Besides the Volt, the plant has some other interesting features, including a cemetery dating to 1863 and a 16.5-acre wildlife habitat. The factory also built President Barack Obama's limousines.

Unlike other GM vehicles

The first Chevrolet Volt drove off the line at General Motors' Detroit-Hamtramck Assembly Plant last week to cheers from a spontaneous crowd gathered to watch.

It's not the official production -- which is to begin in November -- but a tangible milestone that shows the extended-range electric car is getting closer to becoming a reality.

"It was a heart-pumping moment," plant manager Teri Quigley said about driving a Volt off the assembly line. "It's real -- we've been looking at this thing for a long time."
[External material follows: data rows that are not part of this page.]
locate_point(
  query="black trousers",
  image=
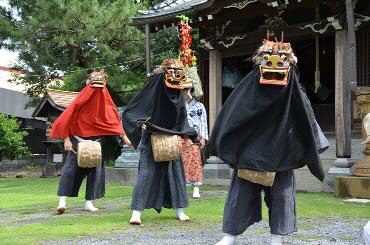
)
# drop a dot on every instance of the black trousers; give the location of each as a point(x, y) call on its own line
point(72, 177)
point(244, 204)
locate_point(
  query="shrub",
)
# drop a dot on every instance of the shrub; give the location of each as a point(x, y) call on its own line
point(12, 145)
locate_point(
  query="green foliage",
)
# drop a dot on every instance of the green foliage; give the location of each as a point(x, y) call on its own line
point(20, 206)
point(67, 38)
point(55, 37)
point(12, 145)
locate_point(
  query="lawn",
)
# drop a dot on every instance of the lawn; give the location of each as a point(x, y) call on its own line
point(28, 216)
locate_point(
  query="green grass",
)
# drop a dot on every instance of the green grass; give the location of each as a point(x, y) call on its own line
point(27, 212)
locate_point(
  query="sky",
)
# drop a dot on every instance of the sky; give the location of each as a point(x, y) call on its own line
point(7, 58)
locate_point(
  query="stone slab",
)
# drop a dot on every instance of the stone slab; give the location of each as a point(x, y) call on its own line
point(357, 201)
point(351, 186)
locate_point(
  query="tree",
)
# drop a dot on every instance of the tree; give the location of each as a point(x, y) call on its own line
point(69, 37)
point(12, 144)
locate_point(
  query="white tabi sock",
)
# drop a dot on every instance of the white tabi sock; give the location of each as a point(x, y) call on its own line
point(90, 207)
point(181, 215)
point(227, 240)
point(62, 204)
point(275, 239)
point(196, 193)
point(135, 218)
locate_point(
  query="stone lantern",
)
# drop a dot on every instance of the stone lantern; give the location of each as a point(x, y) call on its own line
point(362, 167)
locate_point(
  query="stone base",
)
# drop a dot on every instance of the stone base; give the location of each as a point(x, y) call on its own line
point(342, 167)
point(123, 176)
point(351, 186)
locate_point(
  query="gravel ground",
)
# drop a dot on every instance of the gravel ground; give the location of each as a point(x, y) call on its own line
point(312, 232)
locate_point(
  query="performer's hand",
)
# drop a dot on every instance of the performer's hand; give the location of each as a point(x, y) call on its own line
point(67, 144)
With its extend-range, electric-drive powertrain, the Volt is unlike other GM vehicles.

"We're totally excited. This is groundbreaking for us," said Sheryl Brown, 44, a UAW worker in the quality department. In 2007, the mood was drastically different with rumors the plant might close.

But the UAW labor contract that year gave workers hope with an agreement that said if GM decided to move forward with the Volt, it would be built at the Detroit-Hamtramck plant.

Last year, GM announced it was investing $336 million in the plant to prepare for the Volt.

The economic downturn has been felt at the plant, which was down for 19 weeks last year.

As GM was facing its darkest days at the end of 2008, Quigley and her team quietly began preparing the plant for the Volt.

Quigley has had teams at GM's preproduction facility in Warren working on early versions of the Volt as they prepare to build the vehicle. "We've done a ton of training," she said.

'We can touch them'

The plant doesn't have a separate assembly line for the Volt, and it will be built along with the factory's other vehicles, the Cadillac DTS and Buick Lucerne.

There are some differences, however, for the Volt, including a 400-pound battery pack.

"It's really, really great that we've got this Volt in our system. It's real. We can touch them and feel them and do our job on them. But at the end of the day, the customer who is buying the DTS in front of that Volt or the Lucerne behind that Volt, doesn't care that there was a Volt between the two," Quigley said. "We can be excited, but we have to be focused, we can't let the Volt distract us from what we're doing on these other cars."

While Detroit-Hamtramck is running at one shift right now, Quigley hopes demand for the Volt and possibly another vehicle will justify adding a second shift in the future.

She's optimistic about GM's future. "The desire to succeed is there," she said.

Drawn to engineering

Quigley has been with GM for more than 20 years and became Detroit-Hamtramck plant manager in 2007.

She's from Dexter and was the first female student in her high school's auto body shop class.

Her father, Bill Quigley, worked in GM public relations before retiring in the 1980s, but she was dead set on finding her own path outside of GM.

"I was never going to do what my dad did," she said.

But her interest in engineering eventually attracted her to a program at General Motors Institute, now known as Kettering University, that led to a lifelong career.

"I really love what I do," she said. "You know how you did at the end of the day. There's no wondering if you did good, bad or indifferent."